Нас толкали друг к другу особенные обстоятельства, хоть мы этого не понимали. Мир за окном был жесток, да, невыносимо жесток. Жизнь сыграла злую шутку со мной, а с ней, верно, еще более скверную. Но эта комната, ночь — были наши и нам верны. Не ведая о том, мы сидели за ужином жирондистов.
Помогло и вино. Я пил немного, но другое уже мне успело ударить в голову. Шампанское — добрый, испытанный друг дождливых ночей. Помню, один датский епископ когда-то мне говорил, что много есть путей постижения истины и один из них — бургундское. Хорошо было так говорить старику, в мягких креслах, в кабинете, уставленном книгами. А нам, молодым, заглянувшим в глаза самому дьяволу, нужна была более крепкая рука помощи. И под тихое шипение бокалов мы сами себе виделись как бы глазами художника — одной из фантазий Творца.
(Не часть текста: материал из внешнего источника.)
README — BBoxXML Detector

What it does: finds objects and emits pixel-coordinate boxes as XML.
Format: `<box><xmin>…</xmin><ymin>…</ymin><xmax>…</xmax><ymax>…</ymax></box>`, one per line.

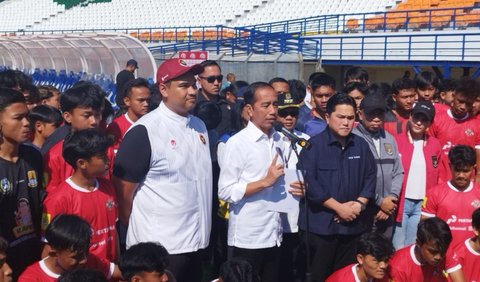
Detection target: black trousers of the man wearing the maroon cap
<box><xmin>168</xmin><ymin>250</ymin><xmax>205</xmax><ymax>282</ymax></box>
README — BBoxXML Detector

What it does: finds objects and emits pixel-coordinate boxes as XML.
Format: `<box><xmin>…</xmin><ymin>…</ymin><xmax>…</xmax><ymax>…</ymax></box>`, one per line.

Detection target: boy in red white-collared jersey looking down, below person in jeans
<box><xmin>382</xmin><ymin>217</ymin><xmax>452</xmax><ymax>282</ymax></box>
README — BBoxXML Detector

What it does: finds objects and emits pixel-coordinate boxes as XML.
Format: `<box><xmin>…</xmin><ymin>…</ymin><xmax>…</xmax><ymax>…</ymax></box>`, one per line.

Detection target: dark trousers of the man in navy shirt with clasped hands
<box><xmin>302</xmin><ymin>232</ymin><xmax>361</xmax><ymax>282</ymax></box>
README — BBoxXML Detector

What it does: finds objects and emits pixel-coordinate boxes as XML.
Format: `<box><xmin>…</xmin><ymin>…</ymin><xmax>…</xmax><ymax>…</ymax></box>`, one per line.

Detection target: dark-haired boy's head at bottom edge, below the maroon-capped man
<box><xmin>119</xmin><ymin>242</ymin><xmax>174</xmax><ymax>282</ymax></box>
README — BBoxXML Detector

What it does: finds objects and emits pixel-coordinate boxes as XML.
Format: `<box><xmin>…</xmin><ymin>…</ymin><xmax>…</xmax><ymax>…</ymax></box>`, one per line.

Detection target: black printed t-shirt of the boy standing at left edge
<box><xmin>0</xmin><ymin>145</ymin><xmax>46</xmax><ymax>278</ymax></box>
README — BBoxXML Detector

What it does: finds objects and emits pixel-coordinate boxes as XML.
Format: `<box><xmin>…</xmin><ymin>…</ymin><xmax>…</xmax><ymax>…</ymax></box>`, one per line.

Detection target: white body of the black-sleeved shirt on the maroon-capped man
<box><xmin>127</xmin><ymin>103</ymin><xmax>212</xmax><ymax>254</ymax></box>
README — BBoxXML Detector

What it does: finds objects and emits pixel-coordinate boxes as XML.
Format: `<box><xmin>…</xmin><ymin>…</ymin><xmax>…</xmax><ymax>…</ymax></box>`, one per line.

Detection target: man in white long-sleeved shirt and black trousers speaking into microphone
<box><xmin>218</xmin><ymin>82</ymin><xmax>284</xmax><ymax>282</ymax></box>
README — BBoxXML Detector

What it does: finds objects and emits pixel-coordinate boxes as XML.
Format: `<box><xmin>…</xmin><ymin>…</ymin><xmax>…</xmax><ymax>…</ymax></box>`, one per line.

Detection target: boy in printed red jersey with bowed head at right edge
<box><xmin>422</xmin><ymin>145</ymin><xmax>480</xmax><ymax>248</ymax></box>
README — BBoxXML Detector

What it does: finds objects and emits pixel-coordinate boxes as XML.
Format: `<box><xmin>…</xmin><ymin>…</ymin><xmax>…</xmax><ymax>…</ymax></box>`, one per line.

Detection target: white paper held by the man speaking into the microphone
<box><xmin>267</xmin><ymin>168</ymin><xmax>303</xmax><ymax>213</ymax></box>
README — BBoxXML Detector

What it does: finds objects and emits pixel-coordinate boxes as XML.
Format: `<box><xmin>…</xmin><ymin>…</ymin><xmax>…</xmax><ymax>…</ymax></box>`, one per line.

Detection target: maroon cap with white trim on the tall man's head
<box><xmin>157</xmin><ymin>58</ymin><xmax>203</xmax><ymax>83</ymax></box>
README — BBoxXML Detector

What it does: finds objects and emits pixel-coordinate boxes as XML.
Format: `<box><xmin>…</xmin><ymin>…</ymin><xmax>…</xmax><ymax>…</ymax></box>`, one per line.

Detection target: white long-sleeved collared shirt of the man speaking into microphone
<box><xmin>218</xmin><ymin>122</ymin><xmax>284</xmax><ymax>249</ymax></box>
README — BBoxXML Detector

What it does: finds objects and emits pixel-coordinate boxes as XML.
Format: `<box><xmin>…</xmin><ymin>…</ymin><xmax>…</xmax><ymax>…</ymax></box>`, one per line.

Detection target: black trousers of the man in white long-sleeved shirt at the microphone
<box><xmin>233</xmin><ymin>247</ymin><xmax>280</xmax><ymax>282</ymax></box>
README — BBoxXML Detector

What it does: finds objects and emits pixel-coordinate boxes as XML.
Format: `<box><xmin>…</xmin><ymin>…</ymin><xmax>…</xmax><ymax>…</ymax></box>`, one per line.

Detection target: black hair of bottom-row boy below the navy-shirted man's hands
<box><xmin>357</xmin><ymin>232</ymin><xmax>395</xmax><ymax>261</ymax></box>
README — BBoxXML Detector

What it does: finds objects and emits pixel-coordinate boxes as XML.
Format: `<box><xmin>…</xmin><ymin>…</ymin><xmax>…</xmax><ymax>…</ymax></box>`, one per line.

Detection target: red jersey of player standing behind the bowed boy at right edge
<box><xmin>429</xmin><ymin>109</ymin><xmax>480</xmax><ymax>182</ymax></box>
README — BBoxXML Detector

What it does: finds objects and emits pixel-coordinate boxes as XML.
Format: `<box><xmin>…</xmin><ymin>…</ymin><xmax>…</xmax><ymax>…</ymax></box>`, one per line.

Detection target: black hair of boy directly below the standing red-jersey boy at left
<box><xmin>45</xmin><ymin>214</ymin><xmax>92</xmax><ymax>252</ymax></box>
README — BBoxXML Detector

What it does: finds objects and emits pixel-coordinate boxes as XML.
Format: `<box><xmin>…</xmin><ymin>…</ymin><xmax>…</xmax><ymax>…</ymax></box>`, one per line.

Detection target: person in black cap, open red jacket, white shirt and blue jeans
<box><xmin>393</xmin><ymin>101</ymin><xmax>442</xmax><ymax>250</ymax></box>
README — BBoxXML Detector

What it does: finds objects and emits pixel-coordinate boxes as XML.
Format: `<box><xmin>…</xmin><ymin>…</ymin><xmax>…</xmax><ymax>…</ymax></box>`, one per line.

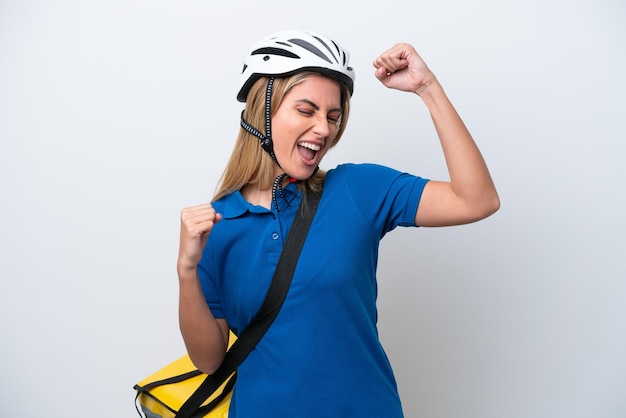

На диване у меня лежала гитара. Я разучивал для tableaux vivants[15] серенаду в честь юной романтической красавицы — в обычной жизни то была дама из американского посольства, холодная и бесчувственная, как стена. Поужинав, Натали взяла в руки гитару. При первых звуках она слегка поморщилась — до того ль было мне в последнее время, чтобы настраивать инструмент, — но потом, поудобней устроясь в моем низком широком кресле и положив ногу на ногу, принялась перебирать струны. И потом она мне спела две песенки. Голос, с едва заметной простудной хрипотцой, разливался по моей тихой комнате, как колокольчик, как упоенное гуденье пчелы над цветком. Сначала она спела кафешантанную песенку — неотвязчивый, веселый мотив. Потом немного подумала и спела что-то печальное, странное, на незнакомом мне языке. Она была удивительно, на редкость музыкальна, и голос — такое же откровение, как лицо, как она вся. Чуть металлический его призвук, благородная простота и сила отвечали этим глазам, губам и рукам. Только был он полнее, богаче, будто быстрее развился, будто мог выразить больше, чем она сама, как скрипка и смычок вундеркинда, когда он играет.
Все мое самоовладание, которое я призывал, пока на нее смотрел, изменило мне при звуках этого голоса. Слова, которых я не понимал, мнились прямыми и трогательными, каких я в жизни не слыхивал. Я сидел напротив нее, тоже в низком кресле. Помню тишину, когда замер последний звук, и как я оттолкнул ногою стол и опустился перед ней на одно колено. Она глянула на меня таким строгим, прямым и диким взглядом, какой бывает, верно, у сокола, когда сдернут с него колпачок. Я упал уже на оба колена, я обнимал ее ноги. Уж не знаю, какое у меня было при этом лицо, но у нее лицо изменилось, озарило меня какой-то героической нежностью. В ней и с самого начала что-то было героическое. Оттого она и терпела такого нелепого юнца. Ведь du ridicule jusqu'au sublime[16] тоже ведь, верно, всего один шаг.